John Long

Strategic Professor in Palaeontology
John Long

Prof John Long is Strategic Professor in Palaeontology at Flinders. His research investigates the early evolution of vertebrates, showing how fishes first developed many of the anatomical structures and behaviours now associated with terrestrial animals, such a limbs, digits, lungs, endocranial structures, breathing and advanced sexual reproduction. Some of his most recent contributions are the on the origins of digits first appearing in the Devonian fish Elpistostege (a collaboration with Richard Cloutier, University of Quebec), and how the braincase development influenced brain shape in coelacanth fishes (with Hugo Dutel, Bristol University). Both studies were published in Nature recently.

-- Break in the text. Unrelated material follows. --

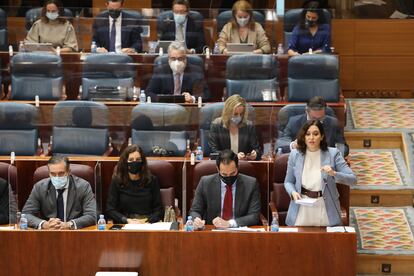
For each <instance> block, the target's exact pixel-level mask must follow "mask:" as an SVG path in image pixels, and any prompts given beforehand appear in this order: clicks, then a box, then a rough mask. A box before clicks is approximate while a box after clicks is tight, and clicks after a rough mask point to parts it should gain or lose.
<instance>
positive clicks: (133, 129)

John’s work is based on many decades of field work collecting at some of old most significant Devonian sites in the world, including Gogo, in Western Australia, where fossil fish remains are 3D preserved, sometimes with soft tissues intact. His work includes Devonian faunas for Antarctica (based on 4 expeditions there), as well as investigating sites in Victoria, Queensland, NT and NSW. He has active collaborations with leading scientists in Canada (Prof Richard Cloutier), Sweden (Prof Per Ahlberg), China (Prof Zhu Min), the UK (Dr Hugo Dutel Dr Tom Challands) and the USA (Prof Neil Shubin, Dr Ted Daeschler) as well as with other scientists in Australia (Prof Kate Trinajstic, Curtin Uni; Dr Gavin Young, Prof Tim Senden, The ANU).

John is currently investigating the evolution of the brain in early fishes with postdoc Dr Alice Clement (Flinders Uni) using micro-CT, synchrotron and neutron beam scanning to image the details of well-preserved braincases in Devonian and Carboniferous age fishes. He has many exciting research projects studying early fishes of all kinds to offer students at Honours or PhD level.

John’s work covers many topics, from vertebrate evolution, fishes, early tetrapods and marine reptiles to mass extinctions. He has over 350 publications, including peer-reviewed papers, popular articles and books and in 2020 won the prestigious Bettison and James Award for lifetime achievement benefitting Australian Society as both a scientist and science communicator.